The current Málaga side has developed a reputation of being a bogey side for the big boys of Spanish football. Last season, they were the only side all-conquering Barcelona failed to beat, or indeed even score against, thanks to a 0-0 draw at La Rosaleda and a shock 1-0 win at the Camp Nou. This season they’ve drawn twice with Real Madrid and inflicted a rare defeat on Atletí, which prevented them from going into the winter break as league leaders. But how would they fare against newly-promoted Sporting?
Quite well actually! Despite missing rhyming midfield lynchpin Nacho Camacho and Juankar, every schoolboy’s favourite player, only starting on the bench, they dominated the first half. They deservedly went in front through a brilliant strike from Juanpi, who curled the ball home from just outside the box after 25 minutes.
From my position in the far corner or the ground I had a great view of it as it left his boot and hit the net. The second half saw both teams have chances, though Málaga’s stand-in ‘keeper Ochoa was probably tested more severely. Sporting did feel that they should have had a penalty right at the end, but Málaga did just about enough to win, which lifted them into the top half for the first time this season.
I really enjoyed my visit to La Rosaleda. For a start, it’s more or less a city centre stadium, only about 20-25 minutes walk from where I was staying in the old town. It’s easy to find too, you just follow the river which runs through the city. I say ‘runs’, in fact the river is dry for most of the year.
When you get your first glimpse of the stadium appearing behind the trees, it’s quite a sight, especially on a pleasant sunny spring evening.
Once you get to the ground there’s the usual array of stalls outside, selling drinks, snacks, club merchandise and the usual baffling array of Real Madrid and Barcelona scarves (a feature of most Spanish grounds and one I’ll never understand). I paid a visit to the club shop, where oddly, it was cheaper to buy a scarf than at the stalls outside.
Outside the club shop there is this unusual-looking statue of a fish juggling a ball, which pays tribute to Málaga’s nickname of los boquerones, coming from the Andalucían anchovies which are such an important part of the city’s culinary culture. You can also buy a small blue peluche version inside the shop.
Beyond the ground there are a number of bars painted in club colours. Presumably a large number of the ex-pat community on the Costa del Sol have made Málaga their team. One corner of the ground boasts a St George’s flag banner plus the food stalls inside sell that British football staple, pies. Though someone needs to inform them that a steak and onion pie needs to be served hot!
Atmosphere in the ground largely comes from two groups of ultras, one situated behind each goal. They take turns to go through their repertoire of songs (mostly familiar tunes) and try and gee up the rest of the crowd. As with most Spanish grounds, the club song is played directly before kick-off and everyone joins in. Of the numerous ‘himnos’ I’ve heard on my travels, Málaga’s isn’t one of the more memorable.
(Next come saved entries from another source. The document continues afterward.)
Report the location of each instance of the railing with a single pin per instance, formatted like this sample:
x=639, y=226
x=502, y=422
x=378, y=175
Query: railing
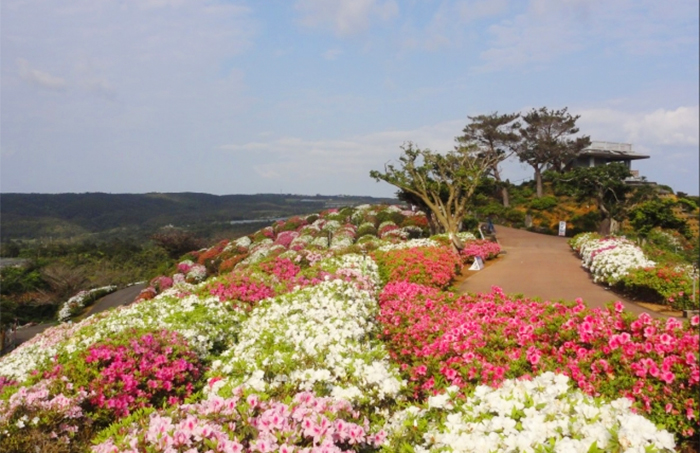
x=611, y=146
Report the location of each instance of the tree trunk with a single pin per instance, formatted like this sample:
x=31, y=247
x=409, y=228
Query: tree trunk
x=504, y=189
x=614, y=226
x=506, y=198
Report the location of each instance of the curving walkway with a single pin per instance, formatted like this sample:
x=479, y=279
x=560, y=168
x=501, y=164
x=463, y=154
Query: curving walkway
x=538, y=265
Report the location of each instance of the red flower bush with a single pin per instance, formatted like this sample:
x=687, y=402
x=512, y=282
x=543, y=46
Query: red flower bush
x=432, y=266
x=442, y=340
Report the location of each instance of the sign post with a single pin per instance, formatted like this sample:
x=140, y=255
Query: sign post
x=562, y=228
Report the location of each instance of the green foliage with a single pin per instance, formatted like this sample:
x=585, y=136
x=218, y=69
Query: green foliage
x=604, y=183
x=655, y=213
x=544, y=203
x=549, y=139
x=663, y=285
x=366, y=229
x=176, y=242
x=392, y=216
x=688, y=204
x=20, y=279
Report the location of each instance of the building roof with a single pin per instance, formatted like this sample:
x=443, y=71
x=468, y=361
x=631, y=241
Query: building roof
x=612, y=150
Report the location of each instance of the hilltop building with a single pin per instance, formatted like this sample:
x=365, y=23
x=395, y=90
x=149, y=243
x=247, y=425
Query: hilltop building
x=603, y=153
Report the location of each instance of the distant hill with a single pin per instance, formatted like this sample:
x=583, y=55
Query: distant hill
x=72, y=215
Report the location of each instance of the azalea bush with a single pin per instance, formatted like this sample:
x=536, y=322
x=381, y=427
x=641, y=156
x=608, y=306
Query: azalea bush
x=246, y=422
x=669, y=285
x=133, y=370
x=542, y=414
x=36, y=418
x=205, y=322
x=433, y=266
x=609, y=259
x=307, y=349
x=316, y=339
x=621, y=264
x=442, y=340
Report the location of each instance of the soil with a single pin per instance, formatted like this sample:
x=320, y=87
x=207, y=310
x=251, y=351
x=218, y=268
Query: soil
x=545, y=267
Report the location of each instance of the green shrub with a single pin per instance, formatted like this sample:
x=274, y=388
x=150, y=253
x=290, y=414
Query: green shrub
x=544, y=203
x=392, y=216
x=663, y=285
x=365, y=229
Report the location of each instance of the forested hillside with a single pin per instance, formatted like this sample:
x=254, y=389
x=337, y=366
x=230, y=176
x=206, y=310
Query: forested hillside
x=70, y=215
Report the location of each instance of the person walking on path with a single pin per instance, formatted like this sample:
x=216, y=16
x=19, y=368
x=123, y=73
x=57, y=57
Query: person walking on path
x=489, y=225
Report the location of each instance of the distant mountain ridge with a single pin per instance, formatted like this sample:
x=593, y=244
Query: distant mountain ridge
x=31, y=216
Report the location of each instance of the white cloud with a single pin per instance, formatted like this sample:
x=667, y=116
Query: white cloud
x=661, y=127
x=41, y=78
x=548, y=29
x=345, y=17
x=332, y=54
x=296, y=157
x=472, y=10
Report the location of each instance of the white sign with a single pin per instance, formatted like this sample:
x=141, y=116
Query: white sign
x=478, y=264
x=562, y=228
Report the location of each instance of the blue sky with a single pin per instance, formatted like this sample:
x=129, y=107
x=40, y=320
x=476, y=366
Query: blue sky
x=308, y=96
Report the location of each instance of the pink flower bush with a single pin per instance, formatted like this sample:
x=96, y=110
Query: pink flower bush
x=242, y=289
x=134, y=370
x=307, y=424
x=433, y=266
x=36, y=416
x=442, y=340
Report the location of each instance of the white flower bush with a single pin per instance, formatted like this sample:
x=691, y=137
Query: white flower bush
x=319, y=338
x=543, y=414
x=609, y=259
x=78, y=301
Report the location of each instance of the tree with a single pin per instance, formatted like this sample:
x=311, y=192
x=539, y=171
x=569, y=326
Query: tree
x=176, y=242
x=656, y=213
x=496, y=136
x=548, y=142
x=444, y=184
x=606, y=185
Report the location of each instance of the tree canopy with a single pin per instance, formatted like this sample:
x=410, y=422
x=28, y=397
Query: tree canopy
x=496, y=136
x=606, y=185
x=548, y=141
x=444, y=183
The day after the game I went for a post-breakfast stroll on the beach, and then embarked on the punishing climb to the Castillo de Gibralfaro, the mountain fortress built by the eleventh century Islamic rulers of Al Andalus, where I was rewarded with some stunning views of the city.
I definitely plan on returning to Málaga sometime in the future. The brief nature of my stay meant there was lots I couldn’t do, which is of course, the perfect excuse to return!